Despite the multiple benefits that ERP offers, many top company leaders are still apprehensive about implementing ERP. Indeed there are some undeniable reasons why ERP is not easily accepted by businesses.
ERP projects can be expensive
Implementing and maintaining large scale ERP systems can need million and even a multi-million pound investment. A typical company could spend hundreds of thousands of pounds every year on average to maintain, change and update its ERP system. The massive initial outlays can be a deterrent for many companies. Then come the continuing cost of modifying the system as the business changes every year and you need to add on more features than you thought you needed.

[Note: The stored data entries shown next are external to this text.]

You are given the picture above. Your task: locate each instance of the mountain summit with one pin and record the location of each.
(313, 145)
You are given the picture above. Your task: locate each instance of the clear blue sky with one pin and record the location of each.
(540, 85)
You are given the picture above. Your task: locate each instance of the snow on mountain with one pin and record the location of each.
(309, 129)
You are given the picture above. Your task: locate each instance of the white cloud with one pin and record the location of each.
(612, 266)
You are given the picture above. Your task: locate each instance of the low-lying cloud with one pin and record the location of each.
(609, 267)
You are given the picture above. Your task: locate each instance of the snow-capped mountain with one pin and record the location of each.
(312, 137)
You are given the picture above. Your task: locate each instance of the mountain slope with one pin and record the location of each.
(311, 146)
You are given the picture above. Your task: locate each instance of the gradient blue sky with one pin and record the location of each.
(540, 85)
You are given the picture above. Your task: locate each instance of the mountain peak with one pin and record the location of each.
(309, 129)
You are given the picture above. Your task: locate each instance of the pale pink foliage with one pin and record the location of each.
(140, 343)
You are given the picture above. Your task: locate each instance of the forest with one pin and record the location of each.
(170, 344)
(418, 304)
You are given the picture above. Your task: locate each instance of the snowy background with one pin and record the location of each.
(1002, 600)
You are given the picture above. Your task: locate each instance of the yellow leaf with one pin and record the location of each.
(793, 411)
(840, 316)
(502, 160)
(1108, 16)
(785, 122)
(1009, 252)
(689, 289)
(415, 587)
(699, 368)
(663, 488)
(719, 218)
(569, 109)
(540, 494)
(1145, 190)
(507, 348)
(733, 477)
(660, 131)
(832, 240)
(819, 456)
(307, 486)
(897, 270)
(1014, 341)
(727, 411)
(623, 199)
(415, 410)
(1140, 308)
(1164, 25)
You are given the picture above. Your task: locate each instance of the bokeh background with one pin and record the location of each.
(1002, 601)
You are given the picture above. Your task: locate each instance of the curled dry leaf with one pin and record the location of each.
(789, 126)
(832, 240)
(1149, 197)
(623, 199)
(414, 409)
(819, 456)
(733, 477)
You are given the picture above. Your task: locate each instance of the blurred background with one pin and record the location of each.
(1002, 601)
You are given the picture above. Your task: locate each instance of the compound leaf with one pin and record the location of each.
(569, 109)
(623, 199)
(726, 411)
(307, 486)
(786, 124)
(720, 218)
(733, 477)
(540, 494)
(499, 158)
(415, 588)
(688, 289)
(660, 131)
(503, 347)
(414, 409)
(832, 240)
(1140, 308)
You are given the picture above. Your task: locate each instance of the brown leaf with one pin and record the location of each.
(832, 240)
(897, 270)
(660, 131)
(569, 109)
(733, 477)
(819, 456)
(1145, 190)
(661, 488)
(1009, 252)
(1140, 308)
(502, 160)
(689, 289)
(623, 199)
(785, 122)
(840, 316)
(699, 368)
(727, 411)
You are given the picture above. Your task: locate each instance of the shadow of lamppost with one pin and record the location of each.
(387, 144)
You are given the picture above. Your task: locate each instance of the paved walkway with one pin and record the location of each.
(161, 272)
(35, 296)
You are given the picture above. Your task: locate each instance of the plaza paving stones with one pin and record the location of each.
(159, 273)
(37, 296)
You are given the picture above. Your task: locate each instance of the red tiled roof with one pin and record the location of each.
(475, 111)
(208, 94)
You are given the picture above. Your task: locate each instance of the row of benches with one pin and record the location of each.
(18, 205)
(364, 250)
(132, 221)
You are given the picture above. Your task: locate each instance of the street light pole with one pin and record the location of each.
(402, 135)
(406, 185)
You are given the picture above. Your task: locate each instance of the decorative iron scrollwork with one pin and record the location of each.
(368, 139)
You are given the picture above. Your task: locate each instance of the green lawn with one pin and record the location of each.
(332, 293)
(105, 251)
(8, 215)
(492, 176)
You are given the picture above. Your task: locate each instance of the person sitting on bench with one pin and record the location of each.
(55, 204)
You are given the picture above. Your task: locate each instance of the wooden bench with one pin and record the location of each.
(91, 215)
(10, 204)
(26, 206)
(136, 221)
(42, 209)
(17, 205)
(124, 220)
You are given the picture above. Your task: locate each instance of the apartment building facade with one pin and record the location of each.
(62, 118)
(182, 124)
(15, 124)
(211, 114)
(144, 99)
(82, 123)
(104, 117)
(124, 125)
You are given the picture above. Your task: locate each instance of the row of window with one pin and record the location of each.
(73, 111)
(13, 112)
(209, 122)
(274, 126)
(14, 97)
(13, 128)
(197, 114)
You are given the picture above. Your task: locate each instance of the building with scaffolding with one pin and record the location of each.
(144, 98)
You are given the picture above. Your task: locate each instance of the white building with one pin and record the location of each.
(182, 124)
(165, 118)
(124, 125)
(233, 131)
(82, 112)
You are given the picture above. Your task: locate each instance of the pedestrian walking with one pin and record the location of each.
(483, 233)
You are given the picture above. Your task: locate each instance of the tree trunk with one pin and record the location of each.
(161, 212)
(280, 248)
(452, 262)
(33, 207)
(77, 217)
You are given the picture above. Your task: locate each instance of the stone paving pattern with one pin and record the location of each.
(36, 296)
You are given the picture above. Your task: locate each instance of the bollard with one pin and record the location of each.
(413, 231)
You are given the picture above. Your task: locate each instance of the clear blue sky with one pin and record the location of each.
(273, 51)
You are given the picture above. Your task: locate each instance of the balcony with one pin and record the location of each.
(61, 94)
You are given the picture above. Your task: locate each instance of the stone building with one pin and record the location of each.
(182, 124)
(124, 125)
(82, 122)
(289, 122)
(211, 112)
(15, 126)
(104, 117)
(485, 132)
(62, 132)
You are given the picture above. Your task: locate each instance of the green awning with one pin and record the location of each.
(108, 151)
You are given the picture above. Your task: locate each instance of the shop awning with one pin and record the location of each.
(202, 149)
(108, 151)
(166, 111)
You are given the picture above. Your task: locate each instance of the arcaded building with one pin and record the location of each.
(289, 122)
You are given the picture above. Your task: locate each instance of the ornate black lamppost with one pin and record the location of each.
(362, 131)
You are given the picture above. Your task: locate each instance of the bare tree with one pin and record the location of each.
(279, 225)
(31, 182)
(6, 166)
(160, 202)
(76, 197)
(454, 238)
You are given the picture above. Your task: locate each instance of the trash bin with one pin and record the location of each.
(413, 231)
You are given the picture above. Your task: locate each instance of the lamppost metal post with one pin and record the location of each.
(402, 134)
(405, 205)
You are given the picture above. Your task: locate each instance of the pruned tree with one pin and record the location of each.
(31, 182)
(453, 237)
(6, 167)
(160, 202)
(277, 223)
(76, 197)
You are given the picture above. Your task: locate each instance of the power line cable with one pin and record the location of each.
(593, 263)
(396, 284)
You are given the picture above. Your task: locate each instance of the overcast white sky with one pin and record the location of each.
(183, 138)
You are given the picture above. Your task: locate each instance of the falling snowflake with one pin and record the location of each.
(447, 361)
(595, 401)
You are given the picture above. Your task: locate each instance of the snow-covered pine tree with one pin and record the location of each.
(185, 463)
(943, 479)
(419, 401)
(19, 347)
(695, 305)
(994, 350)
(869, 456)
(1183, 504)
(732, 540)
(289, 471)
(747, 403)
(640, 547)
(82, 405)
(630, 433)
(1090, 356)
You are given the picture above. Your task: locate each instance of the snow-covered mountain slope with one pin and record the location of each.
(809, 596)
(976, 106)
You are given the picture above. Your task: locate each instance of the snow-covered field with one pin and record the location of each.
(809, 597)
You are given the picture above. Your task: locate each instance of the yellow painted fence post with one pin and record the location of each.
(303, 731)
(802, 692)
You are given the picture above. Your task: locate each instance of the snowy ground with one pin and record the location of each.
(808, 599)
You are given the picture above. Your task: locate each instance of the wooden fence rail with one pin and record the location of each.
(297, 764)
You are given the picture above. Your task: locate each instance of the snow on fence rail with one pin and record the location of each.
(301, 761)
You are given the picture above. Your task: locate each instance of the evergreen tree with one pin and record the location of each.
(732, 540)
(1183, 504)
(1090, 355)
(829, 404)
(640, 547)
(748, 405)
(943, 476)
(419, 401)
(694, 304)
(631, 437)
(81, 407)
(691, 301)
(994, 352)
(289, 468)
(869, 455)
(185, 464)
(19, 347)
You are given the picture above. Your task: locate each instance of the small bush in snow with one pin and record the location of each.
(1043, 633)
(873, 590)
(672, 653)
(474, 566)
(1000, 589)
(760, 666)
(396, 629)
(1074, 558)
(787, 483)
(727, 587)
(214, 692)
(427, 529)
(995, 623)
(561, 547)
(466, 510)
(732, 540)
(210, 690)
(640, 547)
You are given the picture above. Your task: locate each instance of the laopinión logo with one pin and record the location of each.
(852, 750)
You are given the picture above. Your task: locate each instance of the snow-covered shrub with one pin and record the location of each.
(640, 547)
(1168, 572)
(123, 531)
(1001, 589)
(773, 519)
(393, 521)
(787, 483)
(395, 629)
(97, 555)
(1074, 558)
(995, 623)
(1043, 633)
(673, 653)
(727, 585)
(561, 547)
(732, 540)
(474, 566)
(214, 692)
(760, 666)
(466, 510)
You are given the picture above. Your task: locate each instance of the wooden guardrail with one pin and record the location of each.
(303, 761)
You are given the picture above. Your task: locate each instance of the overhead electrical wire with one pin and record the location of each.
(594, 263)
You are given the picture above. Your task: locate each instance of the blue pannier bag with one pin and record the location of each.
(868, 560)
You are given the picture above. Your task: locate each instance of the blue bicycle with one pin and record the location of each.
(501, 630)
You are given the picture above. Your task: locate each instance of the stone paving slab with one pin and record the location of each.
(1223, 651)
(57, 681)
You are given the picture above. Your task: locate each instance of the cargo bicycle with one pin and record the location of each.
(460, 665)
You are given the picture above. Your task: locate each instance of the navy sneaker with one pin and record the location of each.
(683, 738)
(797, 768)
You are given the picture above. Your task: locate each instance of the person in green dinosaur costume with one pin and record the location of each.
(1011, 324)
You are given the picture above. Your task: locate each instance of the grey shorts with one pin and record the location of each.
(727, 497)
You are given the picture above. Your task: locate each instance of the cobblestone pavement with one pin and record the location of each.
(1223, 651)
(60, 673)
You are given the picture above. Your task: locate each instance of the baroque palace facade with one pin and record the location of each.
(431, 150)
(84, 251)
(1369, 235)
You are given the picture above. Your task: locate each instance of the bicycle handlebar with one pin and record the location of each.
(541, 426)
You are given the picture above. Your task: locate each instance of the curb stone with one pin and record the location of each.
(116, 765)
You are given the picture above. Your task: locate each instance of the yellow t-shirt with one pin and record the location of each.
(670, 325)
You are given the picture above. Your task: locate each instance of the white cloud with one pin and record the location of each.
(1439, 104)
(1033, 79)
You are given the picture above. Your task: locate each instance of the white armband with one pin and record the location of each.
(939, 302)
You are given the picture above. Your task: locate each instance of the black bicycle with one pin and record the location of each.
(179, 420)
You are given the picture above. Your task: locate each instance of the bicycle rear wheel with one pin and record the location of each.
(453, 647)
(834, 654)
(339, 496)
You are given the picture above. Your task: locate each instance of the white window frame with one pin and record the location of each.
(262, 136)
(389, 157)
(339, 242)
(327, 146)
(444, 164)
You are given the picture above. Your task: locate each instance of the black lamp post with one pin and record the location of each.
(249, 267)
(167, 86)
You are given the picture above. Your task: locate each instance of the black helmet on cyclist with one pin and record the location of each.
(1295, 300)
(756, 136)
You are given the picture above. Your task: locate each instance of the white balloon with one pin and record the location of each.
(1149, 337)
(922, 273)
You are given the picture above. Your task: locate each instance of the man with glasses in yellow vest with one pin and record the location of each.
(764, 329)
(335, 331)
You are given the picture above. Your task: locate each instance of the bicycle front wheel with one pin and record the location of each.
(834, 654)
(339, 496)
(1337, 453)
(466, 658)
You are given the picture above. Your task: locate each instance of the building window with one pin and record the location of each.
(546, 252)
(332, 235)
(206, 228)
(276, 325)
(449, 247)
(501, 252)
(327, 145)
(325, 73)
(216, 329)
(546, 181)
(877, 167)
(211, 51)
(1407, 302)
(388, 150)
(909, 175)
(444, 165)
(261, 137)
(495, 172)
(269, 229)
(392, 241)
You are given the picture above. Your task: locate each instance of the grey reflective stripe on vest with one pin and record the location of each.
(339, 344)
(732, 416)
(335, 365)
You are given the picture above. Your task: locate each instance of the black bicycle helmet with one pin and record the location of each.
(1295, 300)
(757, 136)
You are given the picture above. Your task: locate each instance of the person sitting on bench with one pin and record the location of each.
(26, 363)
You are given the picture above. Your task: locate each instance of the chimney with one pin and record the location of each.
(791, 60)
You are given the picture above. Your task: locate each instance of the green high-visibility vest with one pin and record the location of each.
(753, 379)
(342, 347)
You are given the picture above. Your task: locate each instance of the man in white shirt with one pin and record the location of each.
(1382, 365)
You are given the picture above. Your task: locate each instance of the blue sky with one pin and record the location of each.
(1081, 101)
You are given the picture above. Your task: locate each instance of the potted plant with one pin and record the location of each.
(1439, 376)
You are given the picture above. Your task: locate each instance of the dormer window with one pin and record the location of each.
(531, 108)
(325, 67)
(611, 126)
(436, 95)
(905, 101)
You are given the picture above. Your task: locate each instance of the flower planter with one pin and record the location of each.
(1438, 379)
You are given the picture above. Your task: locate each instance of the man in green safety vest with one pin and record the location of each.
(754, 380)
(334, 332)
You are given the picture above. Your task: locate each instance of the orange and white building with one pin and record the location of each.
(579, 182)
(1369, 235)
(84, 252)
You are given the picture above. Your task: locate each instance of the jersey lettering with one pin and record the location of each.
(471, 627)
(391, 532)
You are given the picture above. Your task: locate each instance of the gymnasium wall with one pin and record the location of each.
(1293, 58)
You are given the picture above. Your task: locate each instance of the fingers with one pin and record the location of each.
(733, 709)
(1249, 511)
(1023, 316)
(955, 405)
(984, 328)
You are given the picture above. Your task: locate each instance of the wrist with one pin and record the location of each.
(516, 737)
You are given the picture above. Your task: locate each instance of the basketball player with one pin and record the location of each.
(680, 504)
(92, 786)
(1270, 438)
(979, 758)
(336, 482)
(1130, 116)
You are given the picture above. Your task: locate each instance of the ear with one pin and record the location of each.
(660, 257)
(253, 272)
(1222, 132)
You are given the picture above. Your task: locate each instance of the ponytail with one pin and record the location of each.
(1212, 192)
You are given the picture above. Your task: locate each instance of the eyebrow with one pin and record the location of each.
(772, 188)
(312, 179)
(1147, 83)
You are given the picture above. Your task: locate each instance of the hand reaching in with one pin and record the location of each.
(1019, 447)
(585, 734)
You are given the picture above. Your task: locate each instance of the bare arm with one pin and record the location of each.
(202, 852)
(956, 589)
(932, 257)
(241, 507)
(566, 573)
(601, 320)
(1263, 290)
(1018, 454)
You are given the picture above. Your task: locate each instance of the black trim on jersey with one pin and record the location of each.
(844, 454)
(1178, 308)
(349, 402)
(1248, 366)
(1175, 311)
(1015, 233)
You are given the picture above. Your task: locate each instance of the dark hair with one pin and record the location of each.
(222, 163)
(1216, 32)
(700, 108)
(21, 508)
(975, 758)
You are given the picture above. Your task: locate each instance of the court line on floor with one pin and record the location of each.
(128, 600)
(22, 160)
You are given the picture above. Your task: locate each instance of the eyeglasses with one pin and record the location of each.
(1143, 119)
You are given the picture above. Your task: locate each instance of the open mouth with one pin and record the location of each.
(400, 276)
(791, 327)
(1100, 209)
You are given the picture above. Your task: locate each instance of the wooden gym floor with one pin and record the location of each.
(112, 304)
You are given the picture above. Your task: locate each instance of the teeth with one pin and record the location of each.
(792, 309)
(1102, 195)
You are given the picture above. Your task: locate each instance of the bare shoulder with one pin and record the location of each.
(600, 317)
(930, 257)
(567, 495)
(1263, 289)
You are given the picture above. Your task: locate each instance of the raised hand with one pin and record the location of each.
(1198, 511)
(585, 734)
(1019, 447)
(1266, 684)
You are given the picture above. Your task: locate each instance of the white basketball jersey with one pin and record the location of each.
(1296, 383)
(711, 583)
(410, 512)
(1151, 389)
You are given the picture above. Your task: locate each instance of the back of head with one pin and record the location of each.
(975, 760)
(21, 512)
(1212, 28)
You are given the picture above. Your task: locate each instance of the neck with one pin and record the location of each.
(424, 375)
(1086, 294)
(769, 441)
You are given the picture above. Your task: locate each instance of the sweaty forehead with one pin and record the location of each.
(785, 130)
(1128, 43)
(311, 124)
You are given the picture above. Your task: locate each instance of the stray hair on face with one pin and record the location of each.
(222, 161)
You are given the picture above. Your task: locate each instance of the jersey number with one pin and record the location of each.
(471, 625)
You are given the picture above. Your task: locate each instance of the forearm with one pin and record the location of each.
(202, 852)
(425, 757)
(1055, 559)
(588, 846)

The trick to avoiding spiraling costs is to implement as basic a system as you can get away with in the beginning, based on your budget. Ignore the temptation of seeking flexibility and customisation at the get go, as these can quickly bring up costs. When you have worked out and put in place a basic system, you can think about the bells and whistles.
ERP is complex
It is true that modern ERP systems can be overwhelming in their sheer size and complexity. Many times management rejects ERP altogether claiming it is too complex for the organisation's unique environment.
However, complexity can be tackled by starting out with basic software, rather than full-featured corporate software right at the outset. Medium and small businesses also have Tier II and Tier III software designed to fit organisations other than big corporate houses.
ERP systems can sometimes fail
Despite the critical role that ERP systems can play in basic accounting, sales to cash, compliance, reporting, HR etc, most companies fail when it comes to implementation. After struggling with ERP for a while, many businesses come to the conclusion that it was a bad investment decision.
Yet the reasons for failure are not rooted in the nature of ERP, but in the way it is implemented and maintained. With ERP software, companies often fail to follow the discipline that they follow in other areas of their business. Essential steps are sometimes missed, such as benefit analysis and risk assessment, cash flow and performance goals. ERP cannot transform an organisation into an exemplar of efficiency without adherence to best practices.
ERP upgrades. Period.
For many managers, ERP upgrades mean additional expenses and time consumption. This can be true if you do not plan upgrades, do not follow the upgrade path that your supplier recommends or set unrealistic expectations.
With scope focus, ERP planning, following your suppliers' upgrade path and allowing a reasonable time after upgrades to reap benefits, it is possible to make ERP upgrades less of a pain in the neck.
While ERP can be difficult to implement, it still continues to be the backbone of organisations that choose to implement it, suggesting that with planning, reasonable expectations and training, it can become the central nervous system of an organisation.